The Hard Truths About Decluttering
Decluttering can be tough. When you get rid of things, sometimes there are emotions tied up in them. There’s certainly a lot of time tied up in decluttering. So, how do you push through so you can open a world of possibilities for yourself once clutter is gone? Here are some thoughts on that.
Everyone tells you decluttering is the best thing ever. You see those decluttering shows and it’s like they unleashed the Anti-Tasmanian Devil in the space to reverse-whirlwind all the madness. Poof! It’s done! DECIDE AND CONQUER!
Us gurus tell you people-of-clutter how it’s just a matter of determination and these 89.7 steps will see you to success before the chill on your beer is gone.
It’s not really true. It’s hard.
A proper perspective
Ambitious decluttering is seriously tough, even when you’re someone like me who does it every couple months or so. When you make the choice to do a large decluttering project throughout your home, it can take some serious time if you’re doing it like I am — donating some, “seriously” selling some, garage-saling the rest.
That organization takes space. The time-table can be tricky, and for some, every minute that crap sits scattered around can be overwhelming to the point of being unable to act futher.
Money and space
But rushing through it can also lose you money, so if you’re after the bucks AND the sanity, playing it pragmatically really adds up. If I take my crystal dishes I’m selling over to a consignment shop now, for instance, the low season might mean it doesn’t sell for awhile, possibly killing half or more of my profit, but if I wait until April, cruise-ship season is on, and that same consignment store doubles its business.
This means my chances of getting top-dollar increase by two-fold too. Sadly, that means the crystal sits around for a while, but at least I know I have a plan.
For most people, it’s hard to find enough time and motivation at the same time. It’s a real chore to set aside three full days or something. Me, I’ve been doing decluttering now for two weeks, intermittently. Work’s been interfering and so has life. The result is a lot more mess than I want. It’s the opposite of what I was motivated to create, but that’s the price to pay for just a little while.
There’s a huge sigh of relief as I near the end of what was a good, but hard, bit of struggle that saw me reducing my belongings by about 10-15%, with a plan to get rid of another 20% in coming weeks.
The fact is, large-scale decluttering is essentially almost as chaotic as living with home renovations going on, but at least the resolution can come quicker if you’re determined, and there’s no need to wait for any permits.
The only true thing you often hear is: Decluttering usually gets worse before it gets better. But it does get better.
A de-cluttering philosophy to live by
Here are some other truths to remember:
1. You likely won’t get it all the first time. Decluttering is something you improve at. You take babysteps. You give it your best shot, and the next week you’ll look at something else and wonder, “Hmm. Why didn’t I include that in my thrift store donation?”
That’s okay, grasshopper. Life’s accumulation continues and in mere weeks you can do this again, but on a smaller scale.
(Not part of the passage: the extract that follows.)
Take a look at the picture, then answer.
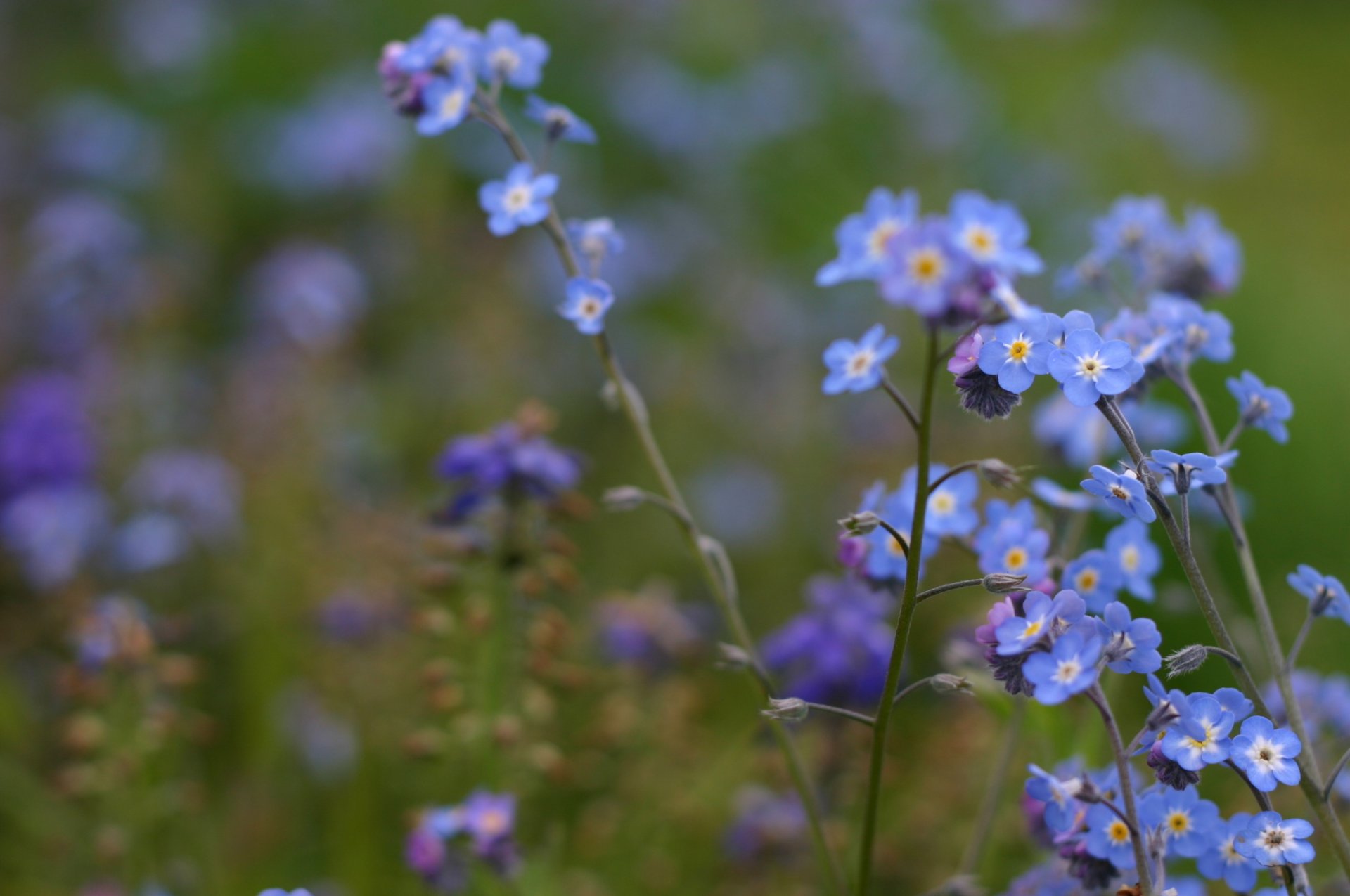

2. It’s an addictive activity. Seeing order descend on your planet is like Harold and Kumar finally seeing White Castle on the horizon: It’s euphoric. You’ll want more. More of the tasty, wondrous glee that is a well-organized home. You’ll find yourself setting things aside more often, tossing unused things, or even selling things for profit and piggy-banking the dough for that Hawaiian vacation you’ve wanted.
3. It’s way more emotional than you expect, but not in the way you expect. When you get rid of your stuff, it’s like a crash course in mental well-being. You have to face what’s behind your stuff, confront memory after memory, and reach the ultimate realization that your stuff isn’t your life. Then you let it go, and something else hits you: That it’s okay. A bit of freedom washes over you, then strength, and you realize it’s all gonna be fine.
4. Decluttering regularly will change the way you shop. When you realize how much crap you have to get rid of from over the years, it helps you “click” that every single thing you buy is eventually a thing you have to get rid of. You’ll spend money more meaningfully both for your home and for others. You’ll stop buying “gag” gifts. You’ll skip trinkets. You’ll want to buy better quality so it lasts longer.
Challenges and rewards
Going through your home, having the focus to see the whole home through a decluttering project, is a much more time-intensive and emotionally-challenging activity than most people prepare you for. It’s also far more rewarding than all of us D-I-Y writers can possibly explain. It’s honestly life-changing and worth every moment of the grief. Like many experiences in life, you’ll never be able to grasp how it makes you feel until you’ve been through it yourself.
Make this the year that you really attack your clutter and change your life. You’ll wonder what took you so long. I promise.